Berkaitan taktik usaha, saham BABP konsentrasi memberinya credit yang berkualitas untuk turunkan rasio NPL yang tinggi karena keadaan di depan yang sarat dengan ketidakjelasan. Perusahaan konsentrasi mengakuisisi dana murah yang perlu untuk tingkatkan margin perusahaan.

Taktik lain yang hendak digerakkan perusahaan ialah tingkatkan penghasilan fee based yang dari bancassurance yang terkait lewat produk utang, dan fee based dari transaksi bisnis valuta asing dan transaksi bisnis perbankan yang lain.

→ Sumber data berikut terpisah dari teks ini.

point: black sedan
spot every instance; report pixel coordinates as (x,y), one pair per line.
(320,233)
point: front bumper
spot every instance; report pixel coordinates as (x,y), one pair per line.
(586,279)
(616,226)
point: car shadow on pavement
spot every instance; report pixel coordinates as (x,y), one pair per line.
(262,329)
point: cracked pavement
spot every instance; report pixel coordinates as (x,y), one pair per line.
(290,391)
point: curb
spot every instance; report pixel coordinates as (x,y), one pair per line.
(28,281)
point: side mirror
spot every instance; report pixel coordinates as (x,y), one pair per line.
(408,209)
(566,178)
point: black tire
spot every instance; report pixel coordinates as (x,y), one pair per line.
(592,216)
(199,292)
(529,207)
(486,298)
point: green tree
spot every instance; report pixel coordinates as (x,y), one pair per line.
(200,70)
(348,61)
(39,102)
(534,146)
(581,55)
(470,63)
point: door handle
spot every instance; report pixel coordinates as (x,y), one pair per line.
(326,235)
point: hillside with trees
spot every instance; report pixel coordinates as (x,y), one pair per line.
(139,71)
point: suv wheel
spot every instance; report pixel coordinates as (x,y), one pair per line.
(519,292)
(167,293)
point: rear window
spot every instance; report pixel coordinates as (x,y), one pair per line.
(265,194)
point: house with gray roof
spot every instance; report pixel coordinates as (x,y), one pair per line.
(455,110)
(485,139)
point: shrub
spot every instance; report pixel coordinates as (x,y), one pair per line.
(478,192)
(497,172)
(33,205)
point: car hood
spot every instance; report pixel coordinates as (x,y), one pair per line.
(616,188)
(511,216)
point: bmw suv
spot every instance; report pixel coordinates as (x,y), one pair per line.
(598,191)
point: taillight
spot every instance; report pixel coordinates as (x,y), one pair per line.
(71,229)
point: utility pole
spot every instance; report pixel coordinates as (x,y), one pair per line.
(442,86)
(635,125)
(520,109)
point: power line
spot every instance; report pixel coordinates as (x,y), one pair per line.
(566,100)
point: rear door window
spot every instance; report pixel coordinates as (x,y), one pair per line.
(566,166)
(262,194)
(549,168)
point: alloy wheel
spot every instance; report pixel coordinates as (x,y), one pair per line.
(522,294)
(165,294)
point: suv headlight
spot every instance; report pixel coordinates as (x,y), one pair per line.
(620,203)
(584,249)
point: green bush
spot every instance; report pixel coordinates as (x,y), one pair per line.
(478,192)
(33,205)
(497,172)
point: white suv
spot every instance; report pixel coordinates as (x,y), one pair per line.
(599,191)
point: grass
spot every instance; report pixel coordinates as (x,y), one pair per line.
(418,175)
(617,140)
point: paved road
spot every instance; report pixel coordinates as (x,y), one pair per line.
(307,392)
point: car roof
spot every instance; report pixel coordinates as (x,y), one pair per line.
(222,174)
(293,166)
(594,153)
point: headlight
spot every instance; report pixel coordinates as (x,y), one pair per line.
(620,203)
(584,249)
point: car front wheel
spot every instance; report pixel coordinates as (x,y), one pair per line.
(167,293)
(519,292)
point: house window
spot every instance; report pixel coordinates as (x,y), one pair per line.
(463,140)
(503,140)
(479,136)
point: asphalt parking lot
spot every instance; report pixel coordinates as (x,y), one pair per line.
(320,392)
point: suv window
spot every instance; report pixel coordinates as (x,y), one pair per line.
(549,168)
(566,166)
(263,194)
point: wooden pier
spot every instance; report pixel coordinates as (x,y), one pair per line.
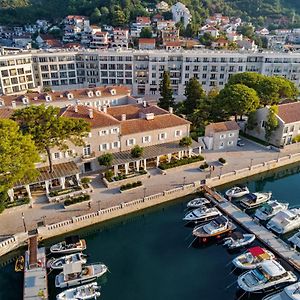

Perusahaan tak lupa untuk perkuat management resiko, baik pada umumnya atau untuk service digital.

Walau mempunyai kesempatan yang serupa dibanding beberapa bank lain, saham BABP menunjukkan telah beberapa langkah di muka dengan basis digital Motion yang tetap diperbaharui. Disamping itu, usahanya yang didukung oleh group usaha MNC menolong operasi perusahaan karena mempunyai alternative pendistribusian credit ke group upayanya.

Sayang, esensial saham BABP yang jelek menjadi bumerang pada performa harga sahamnya, ingat investor lebih tertarik sama perusahaan yang mempunyai esensial yang sehat. Berdasar data kami, harga saham BABP ada di tingkat Rp83/helai saham, dengan PER di angka 582,78x dan PBV nya di 1,38x. Menyaksikan PER dan PBV nya, harga saham BABP telah termasuk benar-benar mahal.

Demikian pembahasan Analisa Saham BABP Yang Akan Menjadi Bank Digital, semoga bermanfaat.

Leave a Reply

Your email address will not be published.